Legacy Infrastructure Slows AI Agents, Not Models
LinkedIn, Walmart, and Zendesk share how they overcame infrastructure bottlenecks to deploy AI agents at scale.

Legacy infrastructure, not AI models, is the main obstacle to deploying agents at scale. That's according to infrastructure leaders from LinkedIn, Walmart, and Zendesk, who shared their experiences at VB Transform 2026. Animesh Singh, senior director of AI platform and infrastructure at LinkedIn, Desiree Gosby, SVP of corporate technology services and technology strategy at Walmart, and Sami Ghoche, VP of applied AI at Zendesk, each described the bottlenecks they encountered when moving agents from pilot to production.
The common conclusion among the three leaders was that enterprise infrastructure was designed for human workflows, not agent workflows. The gap between these two speeds is where the real engineering challenge lies. Gosby put it plainly: the goal is to ensure that engineering doesn't become a bottleneck for AI adoption.
Each company faced a different version of the same challenge. At LinkedIn, the bottleneck was Kubernetes, which assumes containers spin up on demand, a process that takes seconds. Singh said that's too slow for agents.
The fix was moving to pre-provisioned pools of containers that swap agentic workloads in and out in real-time. Another problem arose when LinkedIn let agents control their own orchestration, which led to hallucination issues. Singh said the issue was structural and required building a custom harness and control flow.

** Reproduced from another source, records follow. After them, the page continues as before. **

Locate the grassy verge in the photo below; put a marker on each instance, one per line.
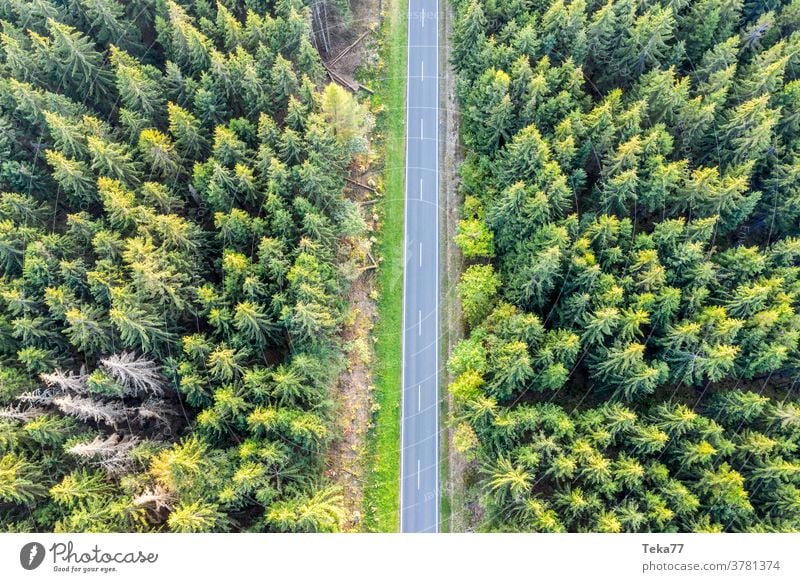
(382, 493)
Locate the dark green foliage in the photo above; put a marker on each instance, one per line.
(170, 277)
(631, 181)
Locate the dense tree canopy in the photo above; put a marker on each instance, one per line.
(630, 229)
(171, 265)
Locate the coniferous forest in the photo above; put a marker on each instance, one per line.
(174, 249)
(630, 231)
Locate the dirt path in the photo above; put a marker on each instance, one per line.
(353, 393)
(452, 327)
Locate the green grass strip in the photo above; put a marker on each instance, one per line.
(382, 493)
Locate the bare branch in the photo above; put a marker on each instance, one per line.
(137, 375)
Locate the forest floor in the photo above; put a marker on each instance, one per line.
(353, 398)
(455, 516)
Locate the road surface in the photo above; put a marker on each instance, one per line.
(419, 479)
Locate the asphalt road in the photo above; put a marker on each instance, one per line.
(419, 480)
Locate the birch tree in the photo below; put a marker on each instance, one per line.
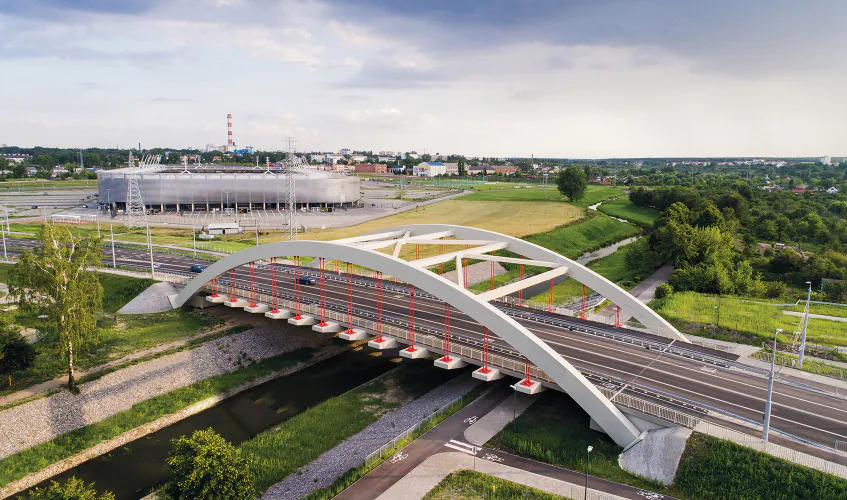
(53, 279)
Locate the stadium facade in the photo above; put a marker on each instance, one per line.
(216, 187)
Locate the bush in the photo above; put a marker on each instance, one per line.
(774, 289)
(73, 489)
(663, 290)
(206, 465)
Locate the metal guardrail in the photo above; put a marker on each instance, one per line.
(818, 368)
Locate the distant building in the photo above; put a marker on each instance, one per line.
(370, 168)
(15, 158)
(430, 169)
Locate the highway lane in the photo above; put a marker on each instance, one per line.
(808, 414)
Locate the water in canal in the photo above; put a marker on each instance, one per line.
(132, 471)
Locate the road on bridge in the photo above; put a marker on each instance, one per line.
(819, 416)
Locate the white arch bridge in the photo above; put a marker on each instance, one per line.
(525, 353)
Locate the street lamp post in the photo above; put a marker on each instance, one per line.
(802, 352)
(767, 424)
(587, 461)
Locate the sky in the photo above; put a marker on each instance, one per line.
(553, 78)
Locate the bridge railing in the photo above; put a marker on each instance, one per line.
(439, 344)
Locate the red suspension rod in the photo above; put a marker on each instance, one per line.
(485, 368)
(446, 357)
(349, 300)
(297, 315)
(582, 311)
(274, 298)
(520, 292)
(411, 319)
(527, 381)
(550, 298)
(232, 297)
(322, 303)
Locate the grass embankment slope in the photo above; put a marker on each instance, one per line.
(593, 232)
(711, 468)
(625, 209)
(40, 456)
(555, 430)
(276, 453)
(512, 218)
(741, 320)
(468, 484)
(117, 335)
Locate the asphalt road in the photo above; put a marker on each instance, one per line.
(814, 415)
(449, 437)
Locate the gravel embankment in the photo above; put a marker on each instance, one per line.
(324, 470)
(38, 421)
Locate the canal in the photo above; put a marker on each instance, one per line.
(132, 471)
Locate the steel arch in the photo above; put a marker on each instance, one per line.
(618, 296)
(604, 413)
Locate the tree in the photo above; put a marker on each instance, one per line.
(73, 489)
(15, 352)
(572, 182)
(54, 280)
(206, 465)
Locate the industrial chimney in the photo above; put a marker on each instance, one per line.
(229, 131)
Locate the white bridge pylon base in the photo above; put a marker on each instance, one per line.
(362, 251)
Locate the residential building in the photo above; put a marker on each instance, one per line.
(430, 169)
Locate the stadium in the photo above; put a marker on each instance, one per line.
(213, 188)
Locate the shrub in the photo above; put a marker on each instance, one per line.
(73, 489)
(663, 290)
(206, 465)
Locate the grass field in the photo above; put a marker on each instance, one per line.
(595, 232)
(555, 430)
(512, 218)
(471, 485)
(611, 267)
(116, 336)
(506, 191)
(711, 468)
(625, 209)
(40, 456)
(276, 453)
(742, 321)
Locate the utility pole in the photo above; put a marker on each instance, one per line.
(5, 256)
(805, 325)
(111, 230)
(767, 425)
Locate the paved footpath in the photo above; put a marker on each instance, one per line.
(420, 466)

Walmart's bottleneck came from success. An agent harness went viral internally, and employees began building their own agents, leading to duplication and overlap. The fix was building governance to spot duplication and promote the best version of an agent.
Zendesk's bottleneck was on the data side, with 20 billion customer conversations in its repository. Ghoche said that handing this history to a large language model doesn't work and that investing in underlying data pipelines is necessary. The leaders agreed on the importance of open-source models, suggesting that enterprises should own their models and infrastructure where possible and lean on frontier labs only where they have a clear edge.
They also shared advice for modernizing infrastructure, including investing in evaluations, owning the agent harness from day one, and building for model and context independence. The role of open source is crucial here. Ghoche said most enterprises would prefer to own their models and infrastructure, and that drives Zendesk's approach.
The exception is frontier reasoning work, where labs still lead, though that slice of use cases is shrinking. LinkedIn built two subsystems for independence: an AI gateway and a memory subsystem. The AI gateway provides a single interface for outbound calls to models, while the memory subsystem holds context independent of any model provider.